One way would be to purify the kinase and the potential target protein, mix them together with MgATP, and see whether the target protein becomes phosphorylated. This could be checked by using gamma-phosphate radiolabeled ATP followed by SDS-PAGE and autoradiography, or by mass spectrometry.

If there is a known consensus sequence for phosphorylation by SNF1-like kinase, you can check the target protein to see if it has such a sequence. That would not be a guarantee, of course, since the consensus sequence in the target protein may not be accessible.

You could try knocking out SNF1-like kinase in cells and testing whether this has any effect on the phosphorylation state of the target protein, using pulse labeling and immunoprecipitation. The effect, if any, might be indirect, of course.

I worked similar sometime back in checking phosphorylation of a protein by a kinase. I think there are phosphate specific antibodies available that bind to phosphate groups. So, probably you can use Western Blot to check that. For more clarification, you can contact Prof. W. Todd Miller at Stony Brook University, NY ([email protected])

Anti-phosphotyrosine antibodies are available that will bind to any phosphotyrosine residues in a Western blot. Anti-phosphoserine or -phosphothreonine antibodies are always sequence-specific, so they would have to be raised against a phosphorylated peptide from the target protein.

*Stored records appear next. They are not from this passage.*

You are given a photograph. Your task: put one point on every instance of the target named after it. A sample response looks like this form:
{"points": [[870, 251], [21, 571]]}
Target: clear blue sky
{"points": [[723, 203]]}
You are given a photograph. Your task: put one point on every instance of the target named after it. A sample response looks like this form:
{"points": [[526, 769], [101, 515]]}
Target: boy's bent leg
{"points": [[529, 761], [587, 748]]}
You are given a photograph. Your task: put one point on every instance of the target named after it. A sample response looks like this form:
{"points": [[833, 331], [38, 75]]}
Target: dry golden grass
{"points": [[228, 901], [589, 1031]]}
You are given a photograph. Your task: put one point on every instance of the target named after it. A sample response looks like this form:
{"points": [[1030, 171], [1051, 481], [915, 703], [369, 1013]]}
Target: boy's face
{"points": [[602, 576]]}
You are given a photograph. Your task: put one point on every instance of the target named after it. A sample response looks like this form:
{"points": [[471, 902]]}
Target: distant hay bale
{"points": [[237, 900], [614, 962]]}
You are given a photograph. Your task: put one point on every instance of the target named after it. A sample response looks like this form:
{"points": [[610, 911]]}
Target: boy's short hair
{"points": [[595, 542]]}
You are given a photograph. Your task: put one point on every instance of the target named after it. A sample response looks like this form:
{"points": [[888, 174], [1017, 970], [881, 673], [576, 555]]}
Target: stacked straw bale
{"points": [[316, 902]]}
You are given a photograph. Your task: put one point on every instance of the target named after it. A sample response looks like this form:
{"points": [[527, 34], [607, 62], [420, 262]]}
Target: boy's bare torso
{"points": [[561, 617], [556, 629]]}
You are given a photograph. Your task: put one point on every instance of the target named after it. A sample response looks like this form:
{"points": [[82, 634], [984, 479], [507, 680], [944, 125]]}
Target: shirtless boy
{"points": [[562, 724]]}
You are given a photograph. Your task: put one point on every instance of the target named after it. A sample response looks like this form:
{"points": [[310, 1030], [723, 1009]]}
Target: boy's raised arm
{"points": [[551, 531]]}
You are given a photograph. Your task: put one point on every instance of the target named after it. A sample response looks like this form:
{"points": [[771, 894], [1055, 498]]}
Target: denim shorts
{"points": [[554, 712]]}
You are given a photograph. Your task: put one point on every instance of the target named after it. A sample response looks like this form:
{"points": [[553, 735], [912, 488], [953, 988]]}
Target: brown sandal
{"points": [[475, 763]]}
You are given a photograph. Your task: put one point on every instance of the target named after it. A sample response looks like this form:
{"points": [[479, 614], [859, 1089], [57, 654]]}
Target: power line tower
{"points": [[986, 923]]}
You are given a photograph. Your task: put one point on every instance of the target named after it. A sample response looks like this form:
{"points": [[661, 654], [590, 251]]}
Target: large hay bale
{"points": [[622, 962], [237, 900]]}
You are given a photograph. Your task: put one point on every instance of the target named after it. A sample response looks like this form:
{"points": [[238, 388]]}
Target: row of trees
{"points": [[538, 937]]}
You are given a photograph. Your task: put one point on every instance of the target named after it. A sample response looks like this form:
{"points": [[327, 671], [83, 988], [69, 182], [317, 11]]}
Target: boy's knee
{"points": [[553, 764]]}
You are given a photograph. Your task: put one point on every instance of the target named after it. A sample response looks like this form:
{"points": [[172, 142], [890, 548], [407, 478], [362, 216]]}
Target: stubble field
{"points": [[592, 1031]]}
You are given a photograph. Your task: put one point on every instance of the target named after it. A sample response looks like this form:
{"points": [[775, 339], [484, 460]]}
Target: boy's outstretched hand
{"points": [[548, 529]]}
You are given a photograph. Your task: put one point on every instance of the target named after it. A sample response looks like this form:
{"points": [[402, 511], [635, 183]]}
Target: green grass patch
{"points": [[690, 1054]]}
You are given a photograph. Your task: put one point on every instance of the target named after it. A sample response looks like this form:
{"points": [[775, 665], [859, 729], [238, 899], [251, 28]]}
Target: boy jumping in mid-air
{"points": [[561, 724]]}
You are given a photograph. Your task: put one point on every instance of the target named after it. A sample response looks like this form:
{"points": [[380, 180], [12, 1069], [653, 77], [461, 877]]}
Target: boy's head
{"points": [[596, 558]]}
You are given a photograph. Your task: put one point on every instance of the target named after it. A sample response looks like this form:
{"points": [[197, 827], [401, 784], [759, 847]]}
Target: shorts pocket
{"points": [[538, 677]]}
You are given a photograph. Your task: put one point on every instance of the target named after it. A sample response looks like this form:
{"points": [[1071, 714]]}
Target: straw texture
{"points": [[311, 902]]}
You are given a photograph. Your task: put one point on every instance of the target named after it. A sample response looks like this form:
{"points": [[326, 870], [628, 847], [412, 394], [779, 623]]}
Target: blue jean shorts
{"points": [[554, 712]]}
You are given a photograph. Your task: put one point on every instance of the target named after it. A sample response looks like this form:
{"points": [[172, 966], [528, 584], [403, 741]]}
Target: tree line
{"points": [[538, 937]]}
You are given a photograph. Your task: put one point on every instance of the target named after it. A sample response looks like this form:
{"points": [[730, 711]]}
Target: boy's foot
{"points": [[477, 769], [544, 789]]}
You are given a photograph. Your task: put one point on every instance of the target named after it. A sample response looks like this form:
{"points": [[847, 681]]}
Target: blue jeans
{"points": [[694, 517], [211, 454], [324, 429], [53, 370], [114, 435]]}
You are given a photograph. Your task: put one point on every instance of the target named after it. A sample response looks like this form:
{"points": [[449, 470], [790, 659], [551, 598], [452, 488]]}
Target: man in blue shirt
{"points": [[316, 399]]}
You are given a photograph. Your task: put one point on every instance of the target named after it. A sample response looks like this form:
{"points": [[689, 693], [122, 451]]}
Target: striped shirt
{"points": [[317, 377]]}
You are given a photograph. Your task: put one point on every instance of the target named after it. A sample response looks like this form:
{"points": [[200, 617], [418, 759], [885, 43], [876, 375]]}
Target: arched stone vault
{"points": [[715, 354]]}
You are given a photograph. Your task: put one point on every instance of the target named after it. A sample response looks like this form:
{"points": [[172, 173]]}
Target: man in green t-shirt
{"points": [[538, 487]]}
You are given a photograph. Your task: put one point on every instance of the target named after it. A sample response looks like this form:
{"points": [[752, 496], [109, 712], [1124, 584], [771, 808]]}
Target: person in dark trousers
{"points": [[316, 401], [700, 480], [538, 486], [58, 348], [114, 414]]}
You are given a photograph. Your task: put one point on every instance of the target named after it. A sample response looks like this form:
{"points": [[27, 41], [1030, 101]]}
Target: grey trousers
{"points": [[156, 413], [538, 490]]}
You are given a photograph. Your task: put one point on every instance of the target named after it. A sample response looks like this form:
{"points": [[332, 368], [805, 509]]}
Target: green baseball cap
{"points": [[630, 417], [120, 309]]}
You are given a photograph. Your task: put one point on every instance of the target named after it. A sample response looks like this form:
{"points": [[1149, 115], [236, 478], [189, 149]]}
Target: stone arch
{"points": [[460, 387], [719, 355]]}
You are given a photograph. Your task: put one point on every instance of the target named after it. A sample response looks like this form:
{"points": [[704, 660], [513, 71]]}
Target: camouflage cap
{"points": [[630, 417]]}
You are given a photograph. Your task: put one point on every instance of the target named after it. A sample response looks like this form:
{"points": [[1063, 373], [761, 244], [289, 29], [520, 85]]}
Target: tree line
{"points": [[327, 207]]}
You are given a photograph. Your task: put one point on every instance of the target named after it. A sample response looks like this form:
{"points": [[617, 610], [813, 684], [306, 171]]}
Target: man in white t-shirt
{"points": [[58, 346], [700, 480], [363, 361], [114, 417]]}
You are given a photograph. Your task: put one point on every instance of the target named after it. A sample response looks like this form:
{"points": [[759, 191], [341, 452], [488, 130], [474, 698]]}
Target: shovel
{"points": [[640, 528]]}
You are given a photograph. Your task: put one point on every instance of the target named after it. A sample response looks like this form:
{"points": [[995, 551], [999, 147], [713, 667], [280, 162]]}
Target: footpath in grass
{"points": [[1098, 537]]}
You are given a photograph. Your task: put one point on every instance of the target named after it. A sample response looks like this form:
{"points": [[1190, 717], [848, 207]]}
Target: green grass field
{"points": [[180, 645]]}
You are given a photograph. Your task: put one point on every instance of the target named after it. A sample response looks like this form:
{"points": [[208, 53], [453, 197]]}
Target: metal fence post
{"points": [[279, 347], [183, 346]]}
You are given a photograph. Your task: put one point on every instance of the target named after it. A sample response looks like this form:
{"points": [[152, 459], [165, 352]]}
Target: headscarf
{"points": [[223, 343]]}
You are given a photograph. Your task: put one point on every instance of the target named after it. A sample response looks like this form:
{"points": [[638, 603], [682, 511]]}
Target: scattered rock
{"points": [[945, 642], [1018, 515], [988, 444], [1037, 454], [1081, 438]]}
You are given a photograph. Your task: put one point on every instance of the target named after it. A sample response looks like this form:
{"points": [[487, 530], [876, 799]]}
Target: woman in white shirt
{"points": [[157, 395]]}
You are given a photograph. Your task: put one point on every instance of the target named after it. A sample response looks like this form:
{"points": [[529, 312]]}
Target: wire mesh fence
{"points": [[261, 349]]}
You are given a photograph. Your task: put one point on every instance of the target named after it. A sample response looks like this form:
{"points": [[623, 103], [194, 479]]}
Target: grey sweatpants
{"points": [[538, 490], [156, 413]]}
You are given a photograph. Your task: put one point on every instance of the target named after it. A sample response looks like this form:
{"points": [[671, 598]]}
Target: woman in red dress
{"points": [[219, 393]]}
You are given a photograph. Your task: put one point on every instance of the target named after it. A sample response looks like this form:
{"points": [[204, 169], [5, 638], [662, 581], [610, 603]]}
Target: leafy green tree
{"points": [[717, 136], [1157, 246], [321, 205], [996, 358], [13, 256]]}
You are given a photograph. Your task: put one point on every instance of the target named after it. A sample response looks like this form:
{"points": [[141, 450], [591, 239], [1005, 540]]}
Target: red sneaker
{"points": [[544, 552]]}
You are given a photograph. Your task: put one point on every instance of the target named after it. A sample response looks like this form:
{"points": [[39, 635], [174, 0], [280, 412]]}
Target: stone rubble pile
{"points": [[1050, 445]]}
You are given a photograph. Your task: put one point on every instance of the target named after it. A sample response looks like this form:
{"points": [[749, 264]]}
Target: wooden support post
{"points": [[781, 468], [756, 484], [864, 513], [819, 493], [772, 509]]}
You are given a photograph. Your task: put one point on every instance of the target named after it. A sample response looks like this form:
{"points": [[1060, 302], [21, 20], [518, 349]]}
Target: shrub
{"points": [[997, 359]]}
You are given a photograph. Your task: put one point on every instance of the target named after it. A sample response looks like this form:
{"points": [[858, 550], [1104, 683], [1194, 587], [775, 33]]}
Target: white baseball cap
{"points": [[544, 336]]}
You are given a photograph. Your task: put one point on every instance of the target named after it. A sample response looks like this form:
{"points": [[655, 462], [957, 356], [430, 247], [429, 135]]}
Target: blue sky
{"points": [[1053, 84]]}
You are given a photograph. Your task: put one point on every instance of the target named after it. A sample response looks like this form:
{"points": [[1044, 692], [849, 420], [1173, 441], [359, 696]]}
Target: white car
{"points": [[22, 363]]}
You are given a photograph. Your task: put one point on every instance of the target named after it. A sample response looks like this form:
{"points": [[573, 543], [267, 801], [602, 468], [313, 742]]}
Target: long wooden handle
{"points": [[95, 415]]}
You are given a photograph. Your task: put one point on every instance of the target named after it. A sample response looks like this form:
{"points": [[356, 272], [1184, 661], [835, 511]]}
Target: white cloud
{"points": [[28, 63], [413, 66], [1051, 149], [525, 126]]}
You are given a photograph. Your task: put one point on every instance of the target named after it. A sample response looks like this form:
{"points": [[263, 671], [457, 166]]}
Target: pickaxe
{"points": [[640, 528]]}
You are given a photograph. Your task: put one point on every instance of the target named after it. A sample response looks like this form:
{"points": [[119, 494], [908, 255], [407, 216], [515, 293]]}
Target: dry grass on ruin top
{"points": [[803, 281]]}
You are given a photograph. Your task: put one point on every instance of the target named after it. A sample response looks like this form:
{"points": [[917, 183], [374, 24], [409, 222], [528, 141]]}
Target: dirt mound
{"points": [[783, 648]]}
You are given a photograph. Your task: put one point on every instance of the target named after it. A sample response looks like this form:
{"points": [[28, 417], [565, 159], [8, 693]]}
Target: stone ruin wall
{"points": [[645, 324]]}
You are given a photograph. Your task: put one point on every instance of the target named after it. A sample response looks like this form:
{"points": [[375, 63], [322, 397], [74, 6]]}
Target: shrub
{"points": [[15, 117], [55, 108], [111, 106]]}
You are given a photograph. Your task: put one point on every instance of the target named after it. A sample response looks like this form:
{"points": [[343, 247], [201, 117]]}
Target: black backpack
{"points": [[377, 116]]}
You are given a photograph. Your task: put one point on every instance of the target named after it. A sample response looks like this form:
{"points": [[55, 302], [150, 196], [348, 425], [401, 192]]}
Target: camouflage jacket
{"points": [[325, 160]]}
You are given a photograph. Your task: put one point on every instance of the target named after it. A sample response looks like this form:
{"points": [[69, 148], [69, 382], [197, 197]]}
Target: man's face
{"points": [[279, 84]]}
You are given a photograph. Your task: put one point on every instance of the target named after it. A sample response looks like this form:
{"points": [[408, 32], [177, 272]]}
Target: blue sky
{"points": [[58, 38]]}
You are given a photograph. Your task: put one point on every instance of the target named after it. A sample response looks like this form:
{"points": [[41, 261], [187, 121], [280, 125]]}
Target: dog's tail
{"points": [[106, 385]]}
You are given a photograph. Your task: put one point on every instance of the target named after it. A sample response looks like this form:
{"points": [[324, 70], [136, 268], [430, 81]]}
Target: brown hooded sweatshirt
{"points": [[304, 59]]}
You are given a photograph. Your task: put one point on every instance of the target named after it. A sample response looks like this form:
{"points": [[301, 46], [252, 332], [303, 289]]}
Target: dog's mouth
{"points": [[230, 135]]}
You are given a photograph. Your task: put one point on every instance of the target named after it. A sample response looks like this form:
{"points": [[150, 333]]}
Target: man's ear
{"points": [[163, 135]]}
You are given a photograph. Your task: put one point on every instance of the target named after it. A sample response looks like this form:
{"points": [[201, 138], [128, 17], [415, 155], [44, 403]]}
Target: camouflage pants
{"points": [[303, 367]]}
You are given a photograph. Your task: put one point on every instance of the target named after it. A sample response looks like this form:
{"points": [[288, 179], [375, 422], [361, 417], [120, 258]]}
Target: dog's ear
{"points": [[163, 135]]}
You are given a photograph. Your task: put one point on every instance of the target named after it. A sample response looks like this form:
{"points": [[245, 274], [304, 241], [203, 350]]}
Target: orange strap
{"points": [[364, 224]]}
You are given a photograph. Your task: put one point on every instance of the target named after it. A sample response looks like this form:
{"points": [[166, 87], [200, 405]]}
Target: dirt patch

If you want to check the change in overall phosphorylation patter of protein  ( Arabidopsis, yeast or human), 2-D gel electrophoresis (2-DE) is the best option. Even if you want to check the phosphorylation of selected proteins you can use 2DE. First you incubate your kinase and the potential target protein for phosphorylation. Then mix this with the purified target protein, focus this mix on IPG strip, run a 2D gel and  western blot it for  the target protein. If your protein is getting phosphorylated, you will find a shift in the protein spot ( two or more  spots, one unphosphorylated and others phosphorylated) which generally correspond to the number of phosphorylation in your protein. It is also possible to elute the spot and analyse it on LCMS/MS to identify the site of phosphorylation.

In case you want to check the overall change in phosphorylation pattern, incubate your kinase with the total protein from the desired source, focus it on IPG strip, run a 2D gel and stain it with ProQ diamond. It is a fluorescent stain which label only phosphorylated protein only. comparison with the control 2DE gel  can quantitate the total number of protein phosphorylated by your kinase, using LCMS/MS the protein and the site of phosphorylation can be identified.

Not sure if this is relevant information to you but since you mention human proteins, there is a commercial antibody designed to detect phospho-serine within a AMPK consensus site. Reference 5759 from cell signaling.